Possibile svolta nell’organizzazione delle misure anti covid oltre confine. Lo ha anticipato alla stampa elvetica, nelle scorse ore, il ministro della Sanità, Alain Berset, facendo riferimento a due regole attualmente in vigore a cui il governo potrebbe presto mettere mano per allentare le restrizioni.
Da una parte c’è lo stop al telelavoro, dall’altra lo stop alle quarantene per chi entra in contatto con soggetti positivi. Potrebbero arrivare presto delle novità anche per quanto concerne l’utilizzo del certificato covid nell’ambito delle attività sociali.
Non vi sono al momento tempistiche certe, il Consiglio federale dovrebbe però riunirsi intorno alla metà della settimana per prendere delle decisioni.

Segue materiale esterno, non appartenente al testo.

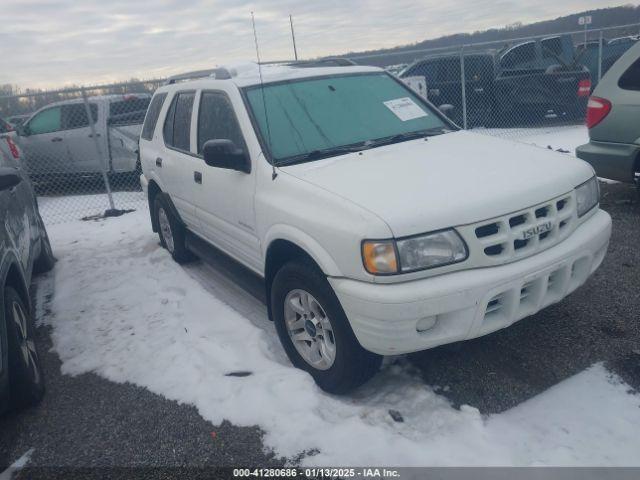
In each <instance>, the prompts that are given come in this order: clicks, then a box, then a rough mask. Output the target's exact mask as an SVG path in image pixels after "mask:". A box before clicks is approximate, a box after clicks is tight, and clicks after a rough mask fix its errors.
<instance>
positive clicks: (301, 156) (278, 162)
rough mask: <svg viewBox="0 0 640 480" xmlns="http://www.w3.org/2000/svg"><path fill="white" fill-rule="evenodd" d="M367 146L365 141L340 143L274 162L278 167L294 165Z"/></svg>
mask: <svg viewBox="0 0 640 480" xmlns="http://www.w3.org/2000/svg"><path fill="white" fill-rule="evenodd" d="M365 148H367V144H366V142H360V143H354V144H351V145H342V146H340V147H330V148H323V149H318V150H311V151H310V152H308V153H304V154H302V155H296V156H295V157H290V158H286V159H284V160H281V161H279V162H277V163H276V165H277V166H279V167H284V166H287V165H295V164H296V163H304V162H310V161H312V160H320V159H321V158H328V157H335V156H336V155H342V154H345V153H353V152H359V151H361V150H364V149H365Z"/></svg>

Nel frattempo i ricercatori dell’istituto federale Empa hanno acceso l’attenzione sui rischi ancora attuali della pandemia, come ad esempio il potenziale incrocio delle varianti Omicron e Delta, ma anche la riduzione di personale sanitario a causa della positività al covid.
Intanto, nell’arco degli ultimi sette giorni, lo scenario di complessivo equilibrio rispetto alla situazione coronavirus in Ticino è stato sostanzialmente confermato dai dati: dai 1174 nuovi positivi di domenica scorsa (23 gennaio), si è passati ai 1095 di ieri; da 163 pazienti ricoverati si è passati a 166, con 15 persone in cure intense (sette giorni fa erano 17); 11 i decessi legati al covid nell’arco di una settimana (il totale complessivo delle vittime è salito a 1098).